I have been Australia for a year on a student visa and my visa expires in march of this year. I have just completed studying a cert iv in computer programming. I have four years experience as a graphic designer in South Africa.

I would really love to stay and work in Australia for a few years but because of my nationality I can't qualify for a working holiday visa.

Does anyone know of any recruitment agencies that could help me or do you know companies in this field that offer international sponsorship? Or even another route I could take to work and stay here here?
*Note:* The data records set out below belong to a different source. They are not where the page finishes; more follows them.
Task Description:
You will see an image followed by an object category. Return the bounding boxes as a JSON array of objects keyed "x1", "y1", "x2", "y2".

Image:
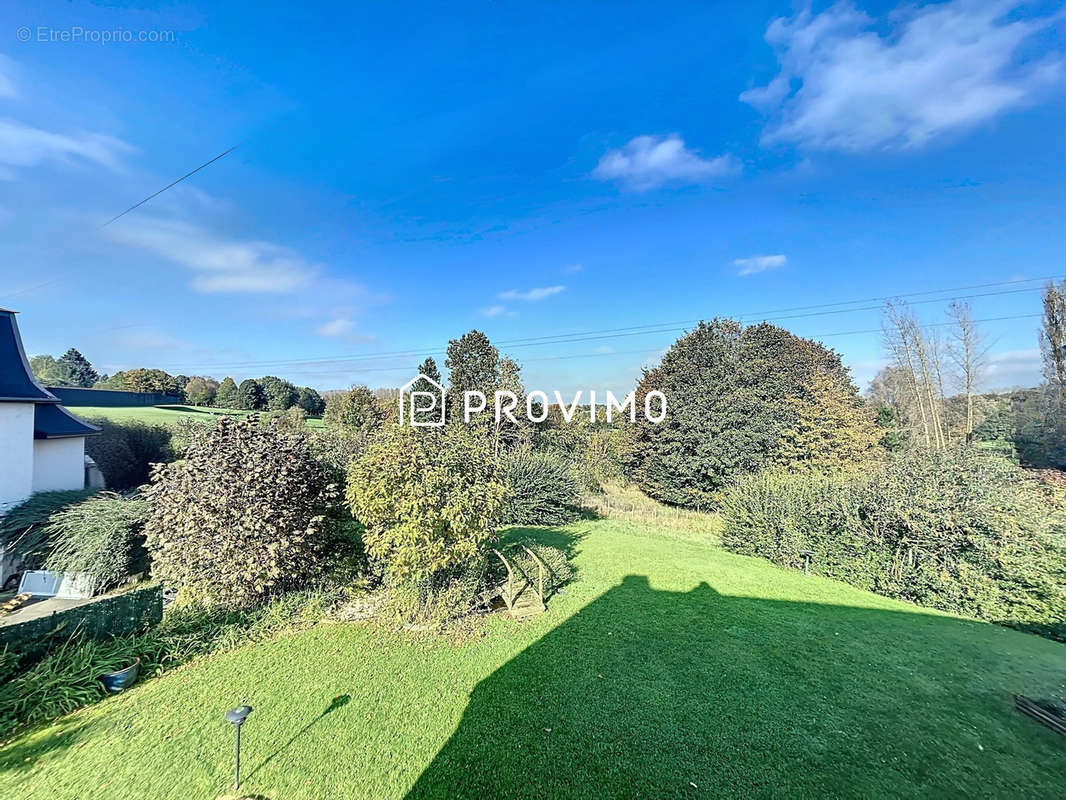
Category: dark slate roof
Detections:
[
  {"x1": 0, "y1": 308, "x2": 60, "y2": 403},
  {"x1": 33, "y1": 403, "x2": 100, "y2": 438}
]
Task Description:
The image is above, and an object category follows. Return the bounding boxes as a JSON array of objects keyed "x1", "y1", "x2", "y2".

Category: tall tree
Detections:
[
  {"x1": 624, "y1": 319, "x2": 859, "y2": 506},
  {"x1": 237, "y1": 378, "x2": 267, "y2": 411},
  {"x1": 1040, "y1": 281, "x2": 1066, "y2": 405},
  {"x1": 322, "y1": 386, "x2": 386, "y2": 432},
  {"x1": 56, "y1": 348, "x2": 100, "y2": 388},
  {"x1": 445, "y1": 331, "x2": 500, "y2": 418},
  {"x1": 948, "y1": 300, "x2": 988, "y2": 442},
  {"x1": 30, "y1": 355, "x2": 72, "y2": 386},
  {"x1": 404, "y1": 356, "x2": 445, "y2": 422},
  {"x1": 185, "y1": 375, "x2": 219, "y2": 405},
  {"x1": 259, "y1": 375, "x2": 300, "y2": 411},
  {"x1": 214, "y1": 375, "x2": 240, "y2": 409}
]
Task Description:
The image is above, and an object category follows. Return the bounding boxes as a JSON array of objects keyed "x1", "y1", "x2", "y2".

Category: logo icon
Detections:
[{"x1": 400, "y1": 372, "x2": 445, "y2": 428}]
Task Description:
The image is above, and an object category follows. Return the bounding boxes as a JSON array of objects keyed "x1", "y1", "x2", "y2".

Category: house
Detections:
[{"x1": 0, "y1": 308, "x2": 100, "y2": 515}]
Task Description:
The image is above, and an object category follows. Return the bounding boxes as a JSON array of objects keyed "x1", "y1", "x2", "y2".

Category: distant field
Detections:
[{"x1": 65, "y1": 405, "x2": 322, "y2": 428}]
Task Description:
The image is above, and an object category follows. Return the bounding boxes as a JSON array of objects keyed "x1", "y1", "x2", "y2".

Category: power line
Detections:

Thank you in advance for getting back to me


----------



## syd10 (Apr 11, 2015)

MrSwemmer said:


> Hi there.
> 
> I have been Australia for a year on a student visa and my visa expires in march of this year. I have just completed studying a cert iv in computer programming. I have four years experience as a graphic designer in South Africa.
> 
> ...


Have you tried approaching companies directly, to initially see if they have an opening?


----------



## MrSwemmer (Jan 16, 2017)

I have applied for dozens of jobs but the problem is I'm unsure as to which companies offer sponsorship. Not all are able to. I keep getting told they don't do sponsorship or they will call me. Really has not been a successful turn. If I knew a few companies that dealt with this I would most definitely approach them.


----------



## syd10 (Apr 11, 2015)

Companies only offer sponsorship when they have a need & they only offer it to someone who can solve their problems, not to anyone.

The requirements change from one company to another everyday & even within the same company.

What I suggest is you first see if they are interested in what you have to offer, then ask them if they offer sponsorship.

Because if you ask them for sponsorship before they know anything about you, you will probably be less successful.


----------